Raramente quando apenas por interesse eleitoreiro lhe prometem substituição, um oceano de autoridades e representantes de quase todos os poderes constituídos criam obstáculos intransponíveis para que ele continue ali exercendo a sua macabra sina de reflexo da podridão humana. Mas a cruel decadência desse “açougue”, embora seja a decadência de seus próprios administradores, só demonstra a pouca ou nenhuma empatia dos governantes com os seus governados.  Recentemente, por três dias estive lá para tratar de uma infecção de bicho-de-pé. Fui atendido por um cardiologista muito educado, mas que nada entendia de coração. Com a perna toda inchada e dolorida, fui “tratado” por um pneumologista especialista em doenças renais. Durante o tempo que fiquei internado, ele me viu só uma vez e disse que me receitaria algo para a Covid-19.

O característico mau cheiro de carne humana apodrecida é comum naquelas redondezas.
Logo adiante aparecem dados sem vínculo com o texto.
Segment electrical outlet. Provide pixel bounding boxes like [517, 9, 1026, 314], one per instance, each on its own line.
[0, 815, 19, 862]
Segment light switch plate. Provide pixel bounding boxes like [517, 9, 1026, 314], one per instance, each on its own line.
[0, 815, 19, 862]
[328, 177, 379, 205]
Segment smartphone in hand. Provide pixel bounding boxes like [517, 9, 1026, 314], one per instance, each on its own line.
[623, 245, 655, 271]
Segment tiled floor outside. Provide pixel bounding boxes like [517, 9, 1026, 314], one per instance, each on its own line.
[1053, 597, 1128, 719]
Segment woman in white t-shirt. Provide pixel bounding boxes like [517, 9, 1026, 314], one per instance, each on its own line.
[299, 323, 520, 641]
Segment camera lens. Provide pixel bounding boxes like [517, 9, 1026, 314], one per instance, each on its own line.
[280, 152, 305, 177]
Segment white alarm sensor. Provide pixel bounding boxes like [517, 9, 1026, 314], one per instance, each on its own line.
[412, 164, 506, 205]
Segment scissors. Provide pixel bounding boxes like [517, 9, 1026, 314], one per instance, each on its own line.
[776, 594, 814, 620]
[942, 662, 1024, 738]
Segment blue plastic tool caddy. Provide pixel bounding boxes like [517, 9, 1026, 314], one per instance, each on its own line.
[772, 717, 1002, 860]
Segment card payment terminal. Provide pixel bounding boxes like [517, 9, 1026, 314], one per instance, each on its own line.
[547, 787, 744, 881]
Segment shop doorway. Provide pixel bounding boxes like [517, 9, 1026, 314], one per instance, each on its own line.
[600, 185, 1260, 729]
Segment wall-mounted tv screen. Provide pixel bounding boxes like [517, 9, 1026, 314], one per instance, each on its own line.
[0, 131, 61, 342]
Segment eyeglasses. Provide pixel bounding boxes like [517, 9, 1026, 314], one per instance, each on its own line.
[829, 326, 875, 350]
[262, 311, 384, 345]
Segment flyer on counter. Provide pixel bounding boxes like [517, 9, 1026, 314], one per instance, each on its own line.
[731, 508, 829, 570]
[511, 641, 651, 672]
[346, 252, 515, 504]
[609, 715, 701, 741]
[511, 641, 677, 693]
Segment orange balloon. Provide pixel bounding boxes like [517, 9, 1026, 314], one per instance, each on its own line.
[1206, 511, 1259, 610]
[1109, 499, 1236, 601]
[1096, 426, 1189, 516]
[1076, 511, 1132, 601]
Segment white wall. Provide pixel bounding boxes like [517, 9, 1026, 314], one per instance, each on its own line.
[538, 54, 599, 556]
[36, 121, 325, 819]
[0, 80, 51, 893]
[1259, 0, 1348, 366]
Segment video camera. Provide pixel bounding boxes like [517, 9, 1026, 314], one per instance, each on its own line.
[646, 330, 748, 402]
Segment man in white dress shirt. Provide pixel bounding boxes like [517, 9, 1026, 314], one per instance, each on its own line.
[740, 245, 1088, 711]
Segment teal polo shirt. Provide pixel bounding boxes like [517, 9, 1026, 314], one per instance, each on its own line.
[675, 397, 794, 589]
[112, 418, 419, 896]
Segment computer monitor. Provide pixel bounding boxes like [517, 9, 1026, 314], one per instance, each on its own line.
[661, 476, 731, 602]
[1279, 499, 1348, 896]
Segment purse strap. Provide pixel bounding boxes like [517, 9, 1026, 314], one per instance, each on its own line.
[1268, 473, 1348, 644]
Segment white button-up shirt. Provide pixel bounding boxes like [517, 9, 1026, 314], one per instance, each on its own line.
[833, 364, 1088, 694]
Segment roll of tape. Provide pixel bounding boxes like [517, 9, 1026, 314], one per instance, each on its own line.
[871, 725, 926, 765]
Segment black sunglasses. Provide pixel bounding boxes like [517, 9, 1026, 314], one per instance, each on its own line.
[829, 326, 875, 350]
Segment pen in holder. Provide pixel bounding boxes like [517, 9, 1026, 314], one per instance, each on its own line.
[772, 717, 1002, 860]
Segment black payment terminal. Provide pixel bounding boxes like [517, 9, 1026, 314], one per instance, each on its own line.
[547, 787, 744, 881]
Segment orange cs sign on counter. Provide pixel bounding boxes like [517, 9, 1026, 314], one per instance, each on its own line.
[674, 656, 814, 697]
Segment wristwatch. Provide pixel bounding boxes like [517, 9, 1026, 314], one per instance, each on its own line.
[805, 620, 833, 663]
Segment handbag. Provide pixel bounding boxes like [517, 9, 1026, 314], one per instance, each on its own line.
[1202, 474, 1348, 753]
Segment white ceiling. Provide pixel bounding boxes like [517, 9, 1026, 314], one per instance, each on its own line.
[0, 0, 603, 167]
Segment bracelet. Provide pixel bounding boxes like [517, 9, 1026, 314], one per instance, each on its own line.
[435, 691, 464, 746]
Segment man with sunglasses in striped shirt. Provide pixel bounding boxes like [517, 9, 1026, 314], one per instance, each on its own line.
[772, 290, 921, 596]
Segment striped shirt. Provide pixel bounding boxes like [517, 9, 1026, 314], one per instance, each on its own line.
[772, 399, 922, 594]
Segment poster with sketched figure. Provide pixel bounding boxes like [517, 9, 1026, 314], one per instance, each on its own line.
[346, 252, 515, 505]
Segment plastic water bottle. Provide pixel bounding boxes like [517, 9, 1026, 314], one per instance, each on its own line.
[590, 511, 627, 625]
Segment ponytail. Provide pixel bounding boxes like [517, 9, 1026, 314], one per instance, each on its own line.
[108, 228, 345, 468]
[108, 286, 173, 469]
E aquele imundo “açougue” pode até não ter fornos crematórios, mas toda fumaça que lhe escapa de sua quebrada e torta chaminé sempre nos remete a Dachau, Treblinka ou Sobibor. E quase todo mundo, nascido ali ou não, diz que não sabe o porquê de tudo isso. Sem receber alta de nenhum “açougueiro” de plantão, tive que fugir dali feito um louco. O meu bicho-de-pé já estava se sentido à vontade para procriar naquele ambiente podre, repugnante e sórdido. Porém o que mais chama a atenção em todas estas bizarrices é o comodismo de quem procura aquele lugar malcheiroso para curar suas doenças. Muitos dizem que ele é invisível: apesar de muitas pessoas passarem diariamente à sua frente, ninguém o vê. É como os moradores de rua da cidade sem água e esgotos. Mas o “açougue” para uma coisa sempre serve: eleger ricos.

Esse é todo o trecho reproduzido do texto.